В лучах света, бившего сбоку, я смог получше разглядеть черты ее лица. Это была женщина тридцати-тридцати двух лет. Скорее даже не женщина, а нечто среднее между скандальной бабой и так и не повзрослевшей девочкой-подростком. Говоря о чем-то, она перескакивала с одного на другое. Ее маленький нос картошкой с тонкими, трепетными ноздрями постоянно словно обнюхивал все вокруг. В противоположность носу губы были большими и чувственными, со следами помады. И все бы ничего, но стоило мне представить, как она, словно базарная баба, начнет ругаться, становилось не по себе. Один голос чего стоит…
Вначале мне показалось, что ее кашель после смеха, из-за какой-то болезни, но потом понял, что это просто тик. Голос немного глухой и надтреснутый… Однако, как и тогда, когда она рассказывала о подброшенном в ее номер ребенке, да и вообще если говорила о чем-то ей приятном, то в ее голосе слышалась какая-то странная мелодика, которую я редко встречал у других людей. И если ее слова о том, что в Анатолии народ ее очень любит правда, то наверняка благодаря этой особенности.
Спящий рядом с нами старик зашевелился. Раскрыв огромные глаза, он, как всегда, принялся ругаться:
— Станешь ли ты человеком?.. Станешь ли ты человеком?..
Казалось, женщина нисколько не удивилась такому поведению. Рассмеявшись, она спросила:
— Кто станет, отец, мы?
В коридоре появился проводник с фонарем. Наше купе осветилось слабым светом, и мы снова сумели разглядеть друг друга.
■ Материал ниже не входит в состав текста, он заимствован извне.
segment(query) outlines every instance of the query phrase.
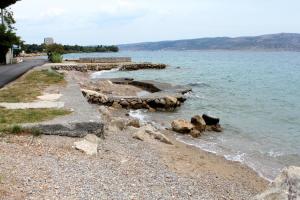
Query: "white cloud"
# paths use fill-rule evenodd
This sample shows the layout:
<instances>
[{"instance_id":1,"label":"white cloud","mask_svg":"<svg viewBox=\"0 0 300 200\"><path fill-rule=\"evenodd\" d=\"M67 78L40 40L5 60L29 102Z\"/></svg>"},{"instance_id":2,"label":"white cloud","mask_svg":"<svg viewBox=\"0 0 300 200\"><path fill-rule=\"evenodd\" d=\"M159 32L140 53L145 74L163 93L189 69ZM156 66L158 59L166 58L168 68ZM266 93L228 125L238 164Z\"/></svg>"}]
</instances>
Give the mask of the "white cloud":
<instances>
[{"instance_id":1,"label":"white cloud","mask_svg":"<svg viewBox=\"0 0 300 200\"><path fill-rule=\"evenodd\" d=\"M300 32L298 0L22 0L12 8L27 42L99 44Z\"/></svg>"}]
</instances>

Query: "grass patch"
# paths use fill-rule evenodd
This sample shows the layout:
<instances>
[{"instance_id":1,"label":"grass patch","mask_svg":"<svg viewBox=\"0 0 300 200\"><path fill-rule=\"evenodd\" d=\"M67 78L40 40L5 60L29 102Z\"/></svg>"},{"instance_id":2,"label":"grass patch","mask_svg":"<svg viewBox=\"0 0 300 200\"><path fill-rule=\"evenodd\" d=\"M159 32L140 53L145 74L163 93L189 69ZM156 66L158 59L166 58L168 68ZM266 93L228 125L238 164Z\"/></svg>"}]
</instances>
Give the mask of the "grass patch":
<instances>
[{"instance_id":1,"label":"grass patch","mask_svg":"<svg viewBox=\"0 0 300 200\"><path fill-rule=\"evenodd\" d=\"M54 70L32 71L17 80L14 84L1 89L0 102L18 103L34 101L50 85L63 84L65 84L64 75Z\"/></svg>"},{"instance_id":2,"label":"grass patch","mask_svg":"<svg viewBox=\"0 0 300 200\"><path fill-rule=\"evenodd\" d=\"M24 124L54 119L58 116L70 114L71 111L62 109L18 109L8 110L0 108L0 124Z\"/></svg>"},{"instance_id":3,"label":"grass patch","mask_svg":"<svg viewBox=\"0 0 300 200\"><path fill-rule=\"evenodd\" d=\"M41 135L38 130L24 130L17 124L35 123L54 119L58 116L70 114L71 111L61 109L25 109L25 110L7 110L0 108L0 135L31 133Z\"/></svg>"}]
</instances>

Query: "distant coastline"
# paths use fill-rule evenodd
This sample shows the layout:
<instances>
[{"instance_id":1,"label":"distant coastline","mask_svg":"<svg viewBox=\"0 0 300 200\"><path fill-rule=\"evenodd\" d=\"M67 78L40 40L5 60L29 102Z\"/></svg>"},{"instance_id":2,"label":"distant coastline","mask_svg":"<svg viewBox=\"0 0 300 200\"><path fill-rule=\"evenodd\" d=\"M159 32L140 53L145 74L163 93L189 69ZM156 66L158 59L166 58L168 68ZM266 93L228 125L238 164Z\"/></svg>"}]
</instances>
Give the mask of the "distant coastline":
<instances>
[{"instance_id":1,"label":"distant coastline","mask_svg":"<svg viewBox=\"0 0 300 200\"><path fill-rule=\"evenodd\" d=\"M132 51L300 51L300 34L279 33L253 37L214 37L187 40L120 44Z\"/></svg>"}]
</instances>

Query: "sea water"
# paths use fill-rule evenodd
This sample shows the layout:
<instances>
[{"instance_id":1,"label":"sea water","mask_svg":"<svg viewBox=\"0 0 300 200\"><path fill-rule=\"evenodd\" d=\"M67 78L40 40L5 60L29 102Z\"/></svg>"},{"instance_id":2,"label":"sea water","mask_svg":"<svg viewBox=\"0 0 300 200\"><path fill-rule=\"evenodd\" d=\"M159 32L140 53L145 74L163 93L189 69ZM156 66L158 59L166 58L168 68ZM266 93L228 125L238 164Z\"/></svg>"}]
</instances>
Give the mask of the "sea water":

В руках у проводника были свечи. Протягивая нам одну из них, он сказал:
— Стоять будем еще два часа — это официальное сообщение. Но мы можем задержаться здесь и до утра, поэтому постарайтесь экономить и обойтись одной свечой…
Однако все дело заключалось не только в этой свече. Пока ночь полностью не вступила в свои права, надо было позаботиться о еде. Кстати, и тихо в нашем вагоне было по этой же причине. Я рассказал женщине, что собираюсь сделать, и попросил разрешения отлучиться.
— Если хотите, я и вам чего-нибудь прихвачу, — выходя, предложил я.
— Не утруждайтесь, — ответила она. — В нашем купе, кроме птичьего молока, остальное все есть: фаршированные перцы, пироги, жаркое… Спою парочку песен, и будет все в порядке. Даже знаете что, дайте мне вашего мальчишку… Я его накормлю и рядом с моей уложу…
Она посадила Исмаиля на колени и два раза поцеловала, хотя он давно вышел из того возраста, чтобы с ним обращались, как с маленьким.
— О Аллах, столько проговорила, а где вы нашли малыша, так и не спросила, — спохватилась она.
«История моего мальчика намного длиннее!» — чуть не вырвалось у меня, но я промолчал. Однако чтобы не оставлять женщину совсем без ответа, сказал:
— Он мне не чужой, сын брата.
Я сел в углу и тоже попросил чаю. На столе лежала потрепанная газета «Кероглу». Я решил полистать ее, пока пил чай с печеньями, которые завалялись у Исмаиля в карманах. Я давно потерял счет времени, поэтому точно не мог определить, сколько я там пробыл. Иногда я просил подлить кипятку. И так с газетой «Кероглу» и чаем, слушая иногда вспыхивающие между играющими ссоры, я не заметил, как прошли часы.
Вдруг недалеко послышалась музыка. Хозяин кофейни сказал сидевшим за соседним столиком, что в доме культуры сегодня играют свадьбу. Сразу после его слов в кофейню вошел толстый мужчина с круглым красным лицом, в смокинге с лентой через плечо. Вместе с ним были два бедно одетых мальчика.
— Хюсмен, мы опять к тебе за помощью, — обратился он к хозяину кофейни. — Нам нужны твои стулья…
— Хорошо говоришь, а где, скажи на милость, мои клиенты сидеть будут?
Мужчина в смокинге, подумав полсекунды, нашел выход из сложившейся ситуации.
— Друзья мои! — громко воскликнул он. — Это судьба, что ваш поезд застрял в нашем городе. Я директор дома культуры. Сегодня вечером мы женим одного молодого офицера. Я всех вас приглашаю на свадьбу. Дом культуры — общественный дом, значит, для народа. Мы все приятно проведем время. Поезд здесь застрял как минимум до завтрашнего утра. Я поговорю с начальником станции, если случится что-то непредвиденное, он нам сообщит… Одним словом, если вы соблаговолите быть рядом с нами в эту праздничную счастливую ночь, вы окажете нам огромную честь.
В городе с единственным оставшимся открытым магазином, где кроме монопольной ракы больше ничего не купишь, обнаружить дом культуры, где играли свадьбу, и вправду было радостным событием.